From beginning to end, from Genesis to Revelation, the Scriptures
show us that God has a single dream for all creation —- that we might be
bound together in and through our common humanity in and through the
Spirit’s work that we might know each other as brothers and sisters, as
beloved children of a single heavenly parent. God’s dream is of a world
that knows and lives shalom, that beautiful vision of creation at peace
with itself and reconciled to God.
But, from beginning to end, the Scriptures also show us how we build walls. The story of Adam and Eve reminds us how we build barriers of blame. The story of Cain and Abel reminds us how we erect walls of jealousy. The story of Jacob and Esau shows how we build walls with ambition and self-promotion, even as early as the womb. The story of Joseph and his brothers reminds us how we build walls of pride and self-indulgence and how such walls inevitably lead to violence. The story of David and Bathsheba reminds us that power and possession damn others and barricade us. The story of Jonah teaches us that our own prejudice and self-importance builds borders that are hard to cross. In our passage from Acts, we are reminded that greed builds a wall and denies others their humanity.

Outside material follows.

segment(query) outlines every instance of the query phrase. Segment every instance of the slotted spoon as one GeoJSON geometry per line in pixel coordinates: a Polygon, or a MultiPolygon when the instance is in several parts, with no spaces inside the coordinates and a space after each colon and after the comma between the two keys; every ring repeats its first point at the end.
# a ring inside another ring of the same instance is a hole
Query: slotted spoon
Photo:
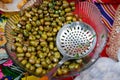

From beginning to end, the two things seem caught in intractable
conflict: God’s dream for all of us to be one and our seemingly endless
ability to segregate and separate ourselves from each other. It is no
wonder then that Jesus prays that the Church might be different. Jesus
prays that we will get it right, that we might be one. And at our best,
we are. At our best, we are a sign … we are a symbol … we are a
foretaste of the coming unity of all humanity. We are meant to prefigure
God’s dream of shalom. At our best, we are united beyond whatever walls
we might know outside of this place. When we walk through those doors,
Jesus’ prayer is answered when we find ourselves entering a place where
each woman is a sister to us and each man is a brother to us, where we
find a unity that is deep and rich and full.
A pastor of a church in Colorado every week starts her sermons with these words:[2]
Partnered, divorced or single here, it’s one family that mingles here.
Conservative or liberal here, we all give a little here.
Big or small here, there’s room for us all here.
Doubt or believe here, we all can receive here.
LGBTQ or straight here, there’s no hate here
Poor or rich here, find your niche here.
Woman or man here, everyone can here.
Whatever your race here, for all of us grace here.
In imitation of the ridiculous love God has
for each of us and all of us,
we choose to live in love.
Every week that she says this, she takes a sledgehammer to the walls
that divide the rest of the week. She proclaims that the church is a
different kind of place.
+++
Eight hours a week, at the wall that divides the United
States and Mexico, border agents open no mans’ land, and loved ones on
both sides of the border pour through the two outer walls and gather
next to the giant wall. Through the crisscrossed rebar, families can
glimpse each other, exchange a few words, and touch fingers. You cannot
pass anything through the wall without being detained for questioning.
And every week, right as we gather here for our 5 o’clock liturgy, a
pastor comes to the US side of the wall, and a pastor comes to the
Mexican side of the wall, and together, they lead a bilingual worship
service. They sing, they read Scripture and testify. And when all the
testifying has happened, they pray the Great Thanksgiving. And they take a broken loaf and share it on each side of the wall.
I pray they will be one, says Jesus. And for a few moments, we are, and a wall comes down. Amen.